José Manuel Alcañiz

Personal information
- Full name: José Manuel Alcañiz Andreu
- Date of birth: 12 July 1990 (age 34)
- Place of birth: Madrid, Spain
- Height: 1.78 m (5 ft 10 in)
- Position(s): Centre back

Team information
- Current team: Quintanar del Rey

Youth career
- 0000–2008: Rayo Vallecano

Senior career*
- Years: Team / Apps / (Gls)
- 2008–2013: Rayo Vallecano B / 158 / (4)
- 2011: Rayo Vallecano / 2 / (0)
- 2013–2014: Fuenlabrada / 32 / (0)
- 2014–2015: Compostela / 33 / (0)
- 2015–2016: Sabadell / 22 / (2)
- 2016–2017: Socuéllamos / 26 / (1)
- 2017–2018: Guadalajara / 29 / (1)
- 2018–2019: Zamora / 35 / (0)
- 2019–: Quintanar del Rey / 26 / (0)

= José Manuel Alcañiz =

Spanish footballer (born 1990)

José Manuel Alcañiz Andreu (born 12 July 1990) is a Spanish footballer who plays as a central defender for Spanish club Quintanar del Rey.

==Club career==
Born in Madrid, Alcañiz graduated from local Rayo Vallecano's youth system, making his senior debuts with the reserves in the 2008–09 season, in the Tercera División.

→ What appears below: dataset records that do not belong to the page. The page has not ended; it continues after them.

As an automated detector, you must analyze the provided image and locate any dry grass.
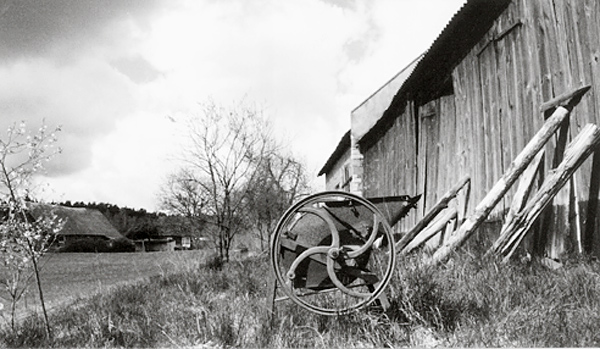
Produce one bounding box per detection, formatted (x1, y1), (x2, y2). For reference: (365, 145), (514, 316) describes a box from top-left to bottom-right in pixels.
(0, 250), (208, 324)
(0, 250), (600, 348)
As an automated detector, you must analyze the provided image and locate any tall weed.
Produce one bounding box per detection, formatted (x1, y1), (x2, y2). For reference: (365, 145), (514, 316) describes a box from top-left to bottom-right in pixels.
(0, 250), (600, 348)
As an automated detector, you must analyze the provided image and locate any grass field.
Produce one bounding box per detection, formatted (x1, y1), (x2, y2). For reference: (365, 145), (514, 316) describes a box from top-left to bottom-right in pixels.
(0, 249), (600, 348)
(0, 250), (208, 318)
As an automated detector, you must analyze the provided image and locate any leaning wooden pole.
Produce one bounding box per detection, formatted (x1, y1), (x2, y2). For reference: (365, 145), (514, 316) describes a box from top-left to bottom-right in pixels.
(429, 87), (589, 264)
(497, 124), (600, 262)
(396, 176), (471, 251)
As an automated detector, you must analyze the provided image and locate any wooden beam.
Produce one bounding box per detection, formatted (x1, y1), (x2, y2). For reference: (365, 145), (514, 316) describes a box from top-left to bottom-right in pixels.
(396, 176), (471, 251)
(486, 149), (544, 255)
(499, 124), (600, 262)
(398, 207), (458, 255)
(429, 105), (572, 264)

On 16 April 2011, he played his first game as a professional, starting in a 1–0 away win against SD Ponferradina in the Segunda División. On 29 May, in his first start, he was sent off in a 4–2 success at FC Cartagena also in the league.

On 9 August 2013, free agent Alcañiz signed with neighbouring CF Fuenlabrada of the Segunda División B. On 12 July of the following year, he moved to SD Compostela also in the third level.

On 11 July 2015, Alcañiz joined CE Sabadell FC, recently relegated to the third tier.